A new vaping industry trade association launched Monday, with the goal of representing small businesses trying to navigate the FDA’s complex regulatory pathway for vaping products. The new organization, the American Vapor Manufacturers Association (AVM), plans to engage in federal lobbying and provide reduced-cost scientific testing and expert regulatory compliance advice for members.
The founders are Amanda Wheeler and Char Owen, vaping business owners who have worked over the past year to create a plan for small manufacturers submitting Premarket Tobacco Applications (PMTAs) to the FDA. Wheeler will be the president of the new organization, and Owen vice president.
According to Wheeler, 230 e-liquid manufacturers submitted PMTAs for more than 1.7 million products using the plan she developed with Washington, D.C. regulatory lawyer Azim Chowdhury, and fleshed out in a private Facebook group run by Owen. That group made PMTA submissions possible for many small companies that would have otherwise been shut out of the process.
Now, as Wheeler, Owen, and other small manufacturers work to provide the FDA with the missing elements from their bare bones applications, they’re seeking solutions to reduce costs and save time, but also to allow businesses to provide the FDA high-quality data about their products.
The announcement of the new group included one big surprise: AVM will build a laboratory from scratch to provide testing services to members. Among the greatest challenges for small manufacturers attempting to submit viable PMTAs have been the cost of testing and the lack of available labs to do the work.
A non-profit lab dedicated to small e-liquid manufacturers could dramatically reduce the cost of testing, and make small manufacturers’ applications more likely to pass FDA muster. The question is whether a single lab can handle the testing volume needed to analyze hundreds of thousands of product SKUs in the next year or so.
The AVM lab will be able to handle a high volume of testing, according to Amanda Wheeler, by adding additional equipment necessary for vape product testing that general-purpose labs don’t have enough of, and by using cutting edge pooled testing methods. The result will be rapid but high-quality testing that doesn’t rely on the shortcuts used at some labs. The group has multiple options for financing the lab, says Wheeler, and hasn’t yet determined whether they’ll be able to crowd-source the cost or if they’ll bring in outside investors.
AVM offers tiered memberships, similar to those available at the established vape trade organizations. The new group will need to draw from a pool of more than 230 potential members to pay for the ambitious services it plans on providing. They expect to attract some larger companies that were forced by cost to limit their PMTA submissions to just a few products.
While AVM is only seeking small manufacturer members and has no plans to offer state-level lobbying, the new group may be attractive to larger companies and even non-manufacturing vape shops. Although Wheeler recoils at the idea of competing with existing trade groups—“We absolutely are not trying to step on any other organizations’ toes!”—her reputation as an effective lobbying presence and the creator of a workable small-business PMTA template is a big selling point. Her involvement gives AVM instant credibility.

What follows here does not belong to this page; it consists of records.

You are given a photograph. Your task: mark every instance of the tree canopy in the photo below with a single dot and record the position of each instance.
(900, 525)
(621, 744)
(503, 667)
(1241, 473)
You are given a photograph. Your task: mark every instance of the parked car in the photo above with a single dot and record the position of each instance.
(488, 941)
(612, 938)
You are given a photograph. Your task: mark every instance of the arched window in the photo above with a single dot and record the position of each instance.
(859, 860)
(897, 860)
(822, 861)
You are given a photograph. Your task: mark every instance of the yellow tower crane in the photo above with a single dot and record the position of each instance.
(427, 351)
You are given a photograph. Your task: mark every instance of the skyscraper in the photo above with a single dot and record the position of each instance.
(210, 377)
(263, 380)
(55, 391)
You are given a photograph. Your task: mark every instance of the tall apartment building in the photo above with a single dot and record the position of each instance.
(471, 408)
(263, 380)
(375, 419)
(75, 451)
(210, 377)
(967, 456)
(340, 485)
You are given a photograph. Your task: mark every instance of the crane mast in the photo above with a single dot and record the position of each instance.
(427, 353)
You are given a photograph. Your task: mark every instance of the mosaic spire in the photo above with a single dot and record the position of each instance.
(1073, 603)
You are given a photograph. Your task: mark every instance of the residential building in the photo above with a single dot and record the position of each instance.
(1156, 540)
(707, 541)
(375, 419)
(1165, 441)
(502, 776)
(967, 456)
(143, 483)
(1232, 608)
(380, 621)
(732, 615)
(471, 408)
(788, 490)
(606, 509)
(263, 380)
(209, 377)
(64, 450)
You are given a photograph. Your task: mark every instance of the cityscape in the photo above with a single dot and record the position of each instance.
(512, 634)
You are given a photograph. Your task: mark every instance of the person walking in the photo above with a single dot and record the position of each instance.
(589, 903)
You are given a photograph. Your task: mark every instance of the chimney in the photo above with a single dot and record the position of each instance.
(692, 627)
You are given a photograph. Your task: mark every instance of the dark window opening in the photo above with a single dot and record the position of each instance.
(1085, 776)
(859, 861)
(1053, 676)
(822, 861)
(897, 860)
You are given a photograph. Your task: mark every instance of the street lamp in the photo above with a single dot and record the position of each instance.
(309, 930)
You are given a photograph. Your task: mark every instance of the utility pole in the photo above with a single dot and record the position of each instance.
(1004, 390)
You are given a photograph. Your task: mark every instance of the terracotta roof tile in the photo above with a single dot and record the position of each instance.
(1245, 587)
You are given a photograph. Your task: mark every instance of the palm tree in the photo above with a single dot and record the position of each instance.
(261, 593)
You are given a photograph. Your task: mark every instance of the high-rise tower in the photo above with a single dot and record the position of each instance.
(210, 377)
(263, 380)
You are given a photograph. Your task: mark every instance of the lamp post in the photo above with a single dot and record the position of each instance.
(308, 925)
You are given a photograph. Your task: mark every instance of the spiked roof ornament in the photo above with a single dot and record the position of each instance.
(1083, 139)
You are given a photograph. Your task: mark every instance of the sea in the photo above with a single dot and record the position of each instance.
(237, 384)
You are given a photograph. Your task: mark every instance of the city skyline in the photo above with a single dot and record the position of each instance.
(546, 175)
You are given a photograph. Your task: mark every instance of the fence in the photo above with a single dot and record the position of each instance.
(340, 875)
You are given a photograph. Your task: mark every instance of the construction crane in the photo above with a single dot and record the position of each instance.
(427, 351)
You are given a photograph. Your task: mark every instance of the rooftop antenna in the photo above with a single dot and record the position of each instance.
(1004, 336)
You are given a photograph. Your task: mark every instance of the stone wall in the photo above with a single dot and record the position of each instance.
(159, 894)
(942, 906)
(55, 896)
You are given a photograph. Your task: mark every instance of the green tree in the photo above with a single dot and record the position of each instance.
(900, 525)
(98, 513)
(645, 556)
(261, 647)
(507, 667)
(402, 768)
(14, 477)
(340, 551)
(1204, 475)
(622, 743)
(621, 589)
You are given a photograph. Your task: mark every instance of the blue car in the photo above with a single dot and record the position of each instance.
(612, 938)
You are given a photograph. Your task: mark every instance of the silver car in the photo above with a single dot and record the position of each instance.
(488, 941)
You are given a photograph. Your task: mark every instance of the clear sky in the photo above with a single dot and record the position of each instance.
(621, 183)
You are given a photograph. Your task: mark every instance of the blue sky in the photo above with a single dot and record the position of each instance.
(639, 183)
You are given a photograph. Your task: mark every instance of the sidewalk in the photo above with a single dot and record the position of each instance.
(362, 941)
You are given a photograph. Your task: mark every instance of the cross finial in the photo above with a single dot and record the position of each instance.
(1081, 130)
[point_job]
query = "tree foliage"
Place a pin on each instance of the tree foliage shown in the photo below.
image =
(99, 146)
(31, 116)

Wheeler is sort of a one-woman vape advocacy wrecking crew, personally lobbying not just the FDA, but FDA’s bosses at the Department of Health and Human Services—and even the White House itself—to make the PMTA process more accessible to small companies. She also leads two state-level trade organizations in Arizona and Colorado, and has connections with top-notch regulatory attorneys and compliance experts willing to work with new AVM members.
The group already has its membership in double digits—on the first day. According to Wheeler, many others are in the process of joining. Much of that immediate success is due to the trust small vaping businesses have in Wheeler and Char Owen, who shepherded them through the difficult first stages of PMTA submission.
“I take my credibility very seriously,” says Wheeler. “I want to represent this industry in such a way that the industry will follow me into a battle.”
There are plenty of battles ahead. Like any new trade group, AVM needs to quickly attract enough members to pay for the ambitious services it offers. But unlike groups in less volatile industries, this one will face all the typical start-up pitfalls while also dealing with the avalanche of legislative threats—especially state-level flavor bans—facing the vaping industry.